We wished to measure the willingness of individuals in the rural Philippines to report insurgent activity to the authorities. The area we studied hosts a long-running, low-intensity conflict between the Philippine Government and a communist rebel group called the New People’s Army (NPA). Given the importance of citizen-provided information to counterinsurgency operations, we wanted to know how likely citizens were to proactively report information to the authorities. Of course, due to the topic’s sensitivity, citizens may refuse to answer the question or give the answer they thought the enumerator wanted to hear.
To investigate the best way to get around this obstacle, we compared three different survey techniques during face-to-face surveys conducted by local enumerators. At the beginning of the survey, respondents were randomly assigned to answer a set of questions in one of three ways. One-third of respondents answered the questions verbally, and the enumerator input the response into a tablet (“direct response”). For another one-third, the enumerator handed the respondent the tablet and allowed her to input her responses (“self enumeration”). Respondents then advanced the screen before returning the tablet to the enumerator. The final third of respondents answered the questions using a forced-choice experiment, a complicated technique which involves the respondent flipping a coin and answering the question truthfully or not depending on how the coin lands.
We first asked each respondent a “placebo” question: whether they had completed high school. Not only is the question not sensitive, meaning respondents should answer willingly and accurately, but we could verify the accuracy of responses against population-level estimates of high school completion. We then asked each respondent the sensitive question, whether they would report the activities of an armed group to the authorities.
Our results were somewhat surprising.
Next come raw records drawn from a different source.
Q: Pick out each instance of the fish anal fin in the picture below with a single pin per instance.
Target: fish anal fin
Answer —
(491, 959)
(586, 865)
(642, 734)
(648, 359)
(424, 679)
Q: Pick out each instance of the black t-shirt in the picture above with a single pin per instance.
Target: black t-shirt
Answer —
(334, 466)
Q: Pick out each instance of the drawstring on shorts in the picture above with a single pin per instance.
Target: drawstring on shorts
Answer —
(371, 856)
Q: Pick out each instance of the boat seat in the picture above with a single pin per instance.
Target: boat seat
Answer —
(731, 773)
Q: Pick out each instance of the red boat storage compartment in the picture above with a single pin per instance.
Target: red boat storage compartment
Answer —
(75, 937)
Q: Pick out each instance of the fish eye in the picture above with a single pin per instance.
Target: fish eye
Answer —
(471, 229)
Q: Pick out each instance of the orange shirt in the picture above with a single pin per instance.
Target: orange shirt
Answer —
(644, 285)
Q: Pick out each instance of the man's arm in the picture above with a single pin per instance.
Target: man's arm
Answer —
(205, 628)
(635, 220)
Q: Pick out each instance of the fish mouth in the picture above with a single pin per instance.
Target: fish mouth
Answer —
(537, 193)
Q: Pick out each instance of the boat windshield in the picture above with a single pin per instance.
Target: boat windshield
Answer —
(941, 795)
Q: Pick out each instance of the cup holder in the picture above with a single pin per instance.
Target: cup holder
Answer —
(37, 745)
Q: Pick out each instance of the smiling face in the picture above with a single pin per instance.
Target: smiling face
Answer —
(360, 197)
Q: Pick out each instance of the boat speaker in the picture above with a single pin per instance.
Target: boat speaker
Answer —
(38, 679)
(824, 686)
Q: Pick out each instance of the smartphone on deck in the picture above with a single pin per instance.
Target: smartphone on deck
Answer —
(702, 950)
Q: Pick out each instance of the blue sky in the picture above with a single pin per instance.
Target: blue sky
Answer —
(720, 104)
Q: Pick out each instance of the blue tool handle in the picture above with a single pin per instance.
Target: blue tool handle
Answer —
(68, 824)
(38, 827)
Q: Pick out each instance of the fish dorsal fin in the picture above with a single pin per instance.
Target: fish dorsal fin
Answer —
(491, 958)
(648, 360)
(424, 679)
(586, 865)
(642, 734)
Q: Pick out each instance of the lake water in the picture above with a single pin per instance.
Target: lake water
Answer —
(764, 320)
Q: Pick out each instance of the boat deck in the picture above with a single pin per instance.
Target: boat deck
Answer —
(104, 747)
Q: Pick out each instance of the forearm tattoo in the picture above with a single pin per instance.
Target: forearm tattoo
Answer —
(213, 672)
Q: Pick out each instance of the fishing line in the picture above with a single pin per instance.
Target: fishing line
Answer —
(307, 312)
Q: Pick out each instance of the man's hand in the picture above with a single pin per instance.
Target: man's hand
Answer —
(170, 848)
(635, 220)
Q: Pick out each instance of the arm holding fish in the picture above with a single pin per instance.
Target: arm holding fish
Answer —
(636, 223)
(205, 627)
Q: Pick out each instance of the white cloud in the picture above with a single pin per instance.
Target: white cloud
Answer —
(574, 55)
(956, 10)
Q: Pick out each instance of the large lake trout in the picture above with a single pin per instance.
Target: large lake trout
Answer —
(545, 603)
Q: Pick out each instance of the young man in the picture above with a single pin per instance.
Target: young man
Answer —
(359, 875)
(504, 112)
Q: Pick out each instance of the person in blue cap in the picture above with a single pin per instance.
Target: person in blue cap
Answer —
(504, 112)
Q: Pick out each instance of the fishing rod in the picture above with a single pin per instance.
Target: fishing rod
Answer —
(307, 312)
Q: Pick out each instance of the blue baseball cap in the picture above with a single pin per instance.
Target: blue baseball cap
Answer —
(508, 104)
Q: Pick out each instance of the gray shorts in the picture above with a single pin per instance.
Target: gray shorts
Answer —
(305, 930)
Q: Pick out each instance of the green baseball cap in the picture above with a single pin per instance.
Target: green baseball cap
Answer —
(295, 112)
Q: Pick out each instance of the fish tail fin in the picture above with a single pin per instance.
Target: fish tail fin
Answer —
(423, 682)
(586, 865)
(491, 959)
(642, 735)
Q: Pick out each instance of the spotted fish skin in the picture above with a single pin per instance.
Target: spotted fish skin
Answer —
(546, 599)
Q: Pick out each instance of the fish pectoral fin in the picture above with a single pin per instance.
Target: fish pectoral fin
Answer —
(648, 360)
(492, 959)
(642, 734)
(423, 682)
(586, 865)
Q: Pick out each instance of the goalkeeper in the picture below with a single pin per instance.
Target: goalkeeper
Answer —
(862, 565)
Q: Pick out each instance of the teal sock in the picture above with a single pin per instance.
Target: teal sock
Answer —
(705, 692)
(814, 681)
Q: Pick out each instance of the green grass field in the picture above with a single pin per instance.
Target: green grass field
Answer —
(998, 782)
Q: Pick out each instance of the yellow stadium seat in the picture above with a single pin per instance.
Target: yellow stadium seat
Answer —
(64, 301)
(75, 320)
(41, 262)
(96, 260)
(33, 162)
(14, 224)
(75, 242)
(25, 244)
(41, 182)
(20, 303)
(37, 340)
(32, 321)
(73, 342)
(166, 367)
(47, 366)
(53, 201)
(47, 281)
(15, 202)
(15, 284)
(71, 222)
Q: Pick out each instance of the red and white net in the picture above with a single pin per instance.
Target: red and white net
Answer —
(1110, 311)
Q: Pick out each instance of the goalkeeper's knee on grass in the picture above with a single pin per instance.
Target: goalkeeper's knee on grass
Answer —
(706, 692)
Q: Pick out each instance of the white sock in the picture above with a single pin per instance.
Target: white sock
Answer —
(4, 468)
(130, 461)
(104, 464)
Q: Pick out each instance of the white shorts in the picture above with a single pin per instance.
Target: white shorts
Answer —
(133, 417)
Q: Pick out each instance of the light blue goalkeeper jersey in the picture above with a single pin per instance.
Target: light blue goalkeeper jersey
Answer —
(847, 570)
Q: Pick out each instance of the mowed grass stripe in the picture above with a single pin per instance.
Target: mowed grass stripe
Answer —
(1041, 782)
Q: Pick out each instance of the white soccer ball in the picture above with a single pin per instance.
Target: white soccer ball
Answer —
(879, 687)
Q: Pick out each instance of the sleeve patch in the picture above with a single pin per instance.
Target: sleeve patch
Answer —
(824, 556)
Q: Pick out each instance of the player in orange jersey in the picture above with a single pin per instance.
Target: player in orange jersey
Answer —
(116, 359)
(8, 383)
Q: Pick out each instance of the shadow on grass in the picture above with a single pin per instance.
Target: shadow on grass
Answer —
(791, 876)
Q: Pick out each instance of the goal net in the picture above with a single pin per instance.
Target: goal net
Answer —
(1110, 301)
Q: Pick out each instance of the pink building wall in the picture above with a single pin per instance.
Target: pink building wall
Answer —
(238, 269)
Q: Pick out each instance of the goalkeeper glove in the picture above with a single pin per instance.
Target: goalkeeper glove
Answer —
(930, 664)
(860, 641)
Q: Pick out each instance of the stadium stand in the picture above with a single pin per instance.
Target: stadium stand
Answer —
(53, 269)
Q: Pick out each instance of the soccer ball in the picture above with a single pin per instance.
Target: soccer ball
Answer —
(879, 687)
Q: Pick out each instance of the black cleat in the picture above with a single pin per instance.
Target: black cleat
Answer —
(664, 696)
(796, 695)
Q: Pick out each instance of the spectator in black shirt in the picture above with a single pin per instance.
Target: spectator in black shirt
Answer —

They indicate that there are significant benefits to self-enumeration and raise important questions about the effectiveness of more complicated measures like the forced-choice experiment. We first explored response rates. As we expected, practically every respondent willingly answered the question about high-school completion. About one-quarter of respondents refused to answer the sensitive question, and the rate of non-response varied depending on the way in which the question was asked. The percentage of respondents who refused to answer the question was 29.0% among those who answered verbally, 25.2% among those who self-recorded their answers, and 20.9% among those using the forced-choice experiment. Both the self-enumeration and forced-choice techniques significantly improved response rates.
Next, we looked at whether the techniques led respondents to answer the sensitive question more honestly. Of those who answered, expressed willingness to report insurgents was about 61% for those answering verbally or self-recording their answers, but only 36.5% among those using forced-choice. If we stopped there, we might conclude that far fewer people would actually report insurgents to the police than are willing to say so to an enumerator, and the forced-choice experiment allows them to express their true preference by protecting their anonymity.
However, answers to the placebo question reveal a problem with forced choice. Whereas 52.4% and 51.8% of respondents using verbal and self-enumeration, respectively, claimed to have finished high school, only 25.6% of those using forced-choice made that claim. Yet, we know that about half of adults in our study’s area completed high school. In other words, at least for the non-sensitive question, answers from respondents using forced-choice were wildly inaccurate. Our best guess is that the forced choice experiment confused respondents and caused many not follow the instructions, leading to inaccurate estimates.
Our primary takeaway is that researchers using surveys to measure sensitive topics should be more conservative in their use of complex techniques. Even with experienced and well-trained enumerators, surveys conducted in a calm and secure location, and no language barriers between enumerators and respondents, a large portion of respondents apparently misunderstood the instructions. Instead, allowing respondents to self-enumerate their responses helps reduce threats to anonymity that complex techniques are designed to mitigate. We show that self-enumeration provides responses that are at least as accurate as verbal enumeration, while improving response rates on sensitive questions. Researchers and evaluators should seek out the simplest possible solution to meet their needs.